A bit more housing, a bit more cost and a bit more time.

A long-awaited land development plan to revitalize the Stehli Silk Mill property has started its journey through the municipal approval process.

The first public review of Baltimore developer Larry Silverstein’s plan will be done by the Lancaster County Planning Commission on Monday.

The county planners’ recommendations will be passed along to Manheim Township, where the Stehli site sits. The township Board of Commissioners has final say.

The preliminary plan depicts a project that’s similar, but not identical, to what Silverstein previously envisioned for the vacant 11-acre property, which has eluded redevelopment for 40 years.

Silverstein initially had thought the historic but dilapidated complex at Marshall and Martha avenues would accommodate 120 to 140 apartments.

But once the project architects took a closer look at the buildings, they figured there was room for 165 units, Silverstein explained Friday.

Rents would be in the range of about $1,000 to $1,500 a month, as he previously estimated.

The plan also provides 4,500 square feet of restaurant space and 5,000 square feet of commercial space in the complex, near Lancaster Catholic High School.

Silverstein said the restaurant space could be a brew-pub and the commercial space a fitness center, salon or office, but he’s open to considering other uses that would be compatible with the apartments.

Now that he knows the precise uses for the property, Silverstein bumped the project pricetag up to $35 million from $30 million. He also pushed back the likely start of construction from late this year to spring 2021. In turn, that would move the opening a few months later to summer 2022 or fall 2022.

The developer praised township officials for their “cooperative” and helpful attitude toward him and his team, as they tackle an “unusual” project.

“It’s an urban development in a suburb,” Silverstein explained.

Sam Mecum, president of the township Board of Commissioners, called the filing of a land development plan “a major step forward” in the redevelopment process.

“It demonstrates a serious commitment to the project and a significant investment of time and money,” Mecum said.

Since a fraction of the site is in Lancaster city, the commissioner noted, the two municipalities “anticipate working together on the coordination of the various permitting processes, so that questions involving streetscape, open space and storm water will not result in any conflicting directives.” 

To make the venture more economically feasible for Silverstein, Mecum reiterated that the township is likely to give it a 10-year real estate tax abatement made possible by the state’s LERTA (Local Economic Revitalization Tax Assistance) program.

The Stehli property is zoned industrial but has an urban transition overlay that allows housing.

Going into Monday’s session, the county planning commission’s staff has lauded the proposal because it follows the county’s comprehensive plan by creating badly needed rental housing and reuses historic buildings in an area that’s already developed.

The staff recommended minor changes such as installing bicycle racks and replacing some of the parking area with open space.

Next the plan will be reviewed by the township planners, beginning with their Aug. 19 meeting.

The Stehli complex consists of multiple buildings totaling 200,000 square feet – about the size of a Walmart superstore.

The massive structures trace their origin to the 1897 announcement by Stehli & Co. of Zurich, Switzerland, that it would open a silk mill here.

Famed Lancaster architect C. Emlen Urban was selected to design its buildings.
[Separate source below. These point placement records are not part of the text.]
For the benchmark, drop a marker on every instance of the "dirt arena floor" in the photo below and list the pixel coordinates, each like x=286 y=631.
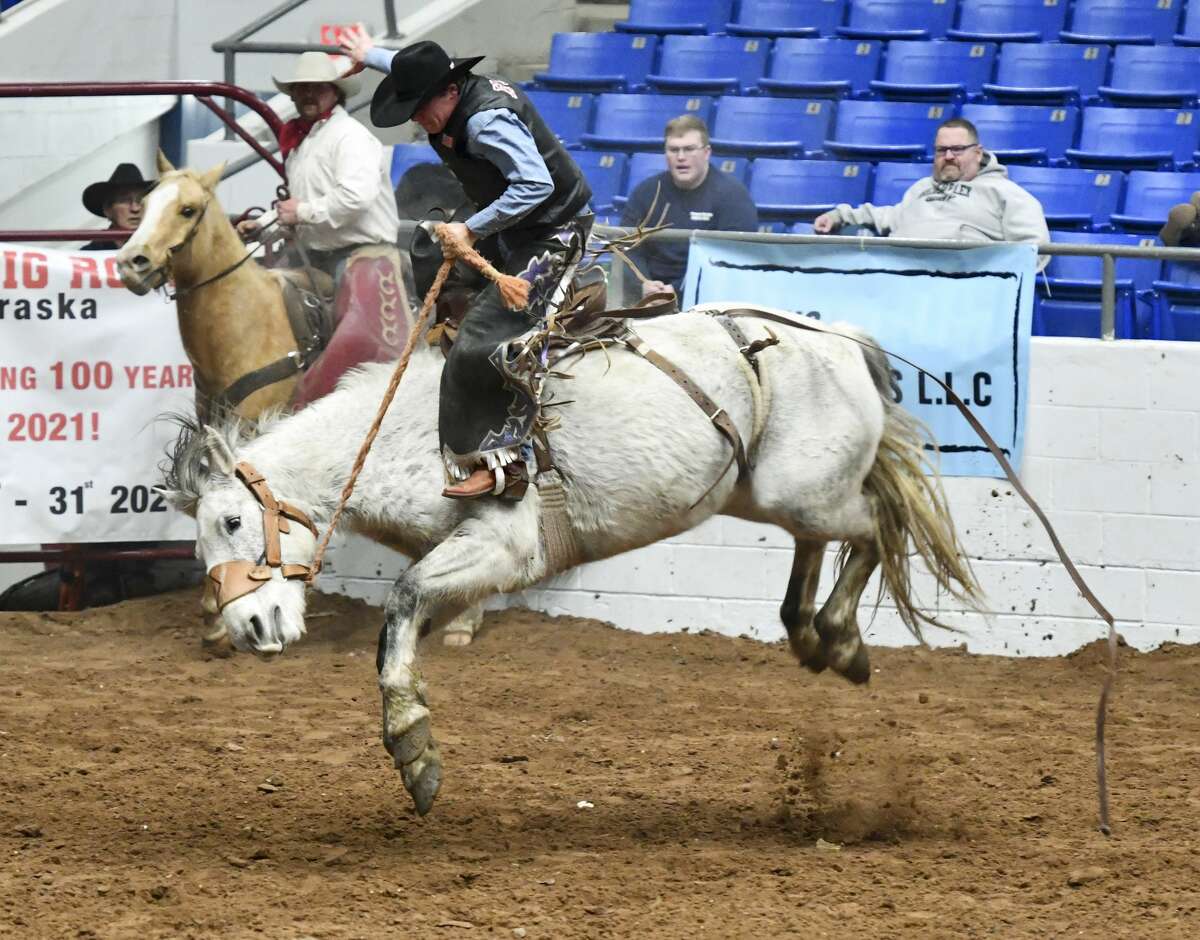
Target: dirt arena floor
x=598 y=783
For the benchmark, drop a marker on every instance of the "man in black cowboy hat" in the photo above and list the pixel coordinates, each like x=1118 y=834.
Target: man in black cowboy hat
x=527 y=190
x=119 y=201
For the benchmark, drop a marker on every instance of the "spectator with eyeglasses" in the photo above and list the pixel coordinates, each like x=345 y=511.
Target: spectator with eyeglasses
x=688 y=195
x=967 y=197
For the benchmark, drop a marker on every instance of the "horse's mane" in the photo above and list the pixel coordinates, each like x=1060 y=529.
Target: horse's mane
x=185 y=467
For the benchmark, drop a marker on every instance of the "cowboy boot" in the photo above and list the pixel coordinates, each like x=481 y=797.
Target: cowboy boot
x=508 y=483
x=483 y=482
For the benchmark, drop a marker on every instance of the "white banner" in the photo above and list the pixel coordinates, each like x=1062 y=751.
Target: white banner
x=961 y=315
x=87 y=370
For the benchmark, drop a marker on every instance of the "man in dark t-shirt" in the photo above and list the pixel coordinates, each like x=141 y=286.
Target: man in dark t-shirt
x=690 y=195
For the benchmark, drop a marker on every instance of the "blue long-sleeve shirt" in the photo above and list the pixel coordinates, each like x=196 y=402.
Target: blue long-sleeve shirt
x=501 y=138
The last of five phases of construction was completed in 1925.

At its peak, Stehli employed more than 1,600 workers. But decades later, competition from nylon and other synthetic fabrics led to its closure in 1954.

The next year, RCA bought the property for production of color television picture tubes and power tubes, as well as storage. RCA sold it to a warehousing firm in 1973.

It’s been vacant in recent decades and the target of vandalism that’s turned the property in an eyesore.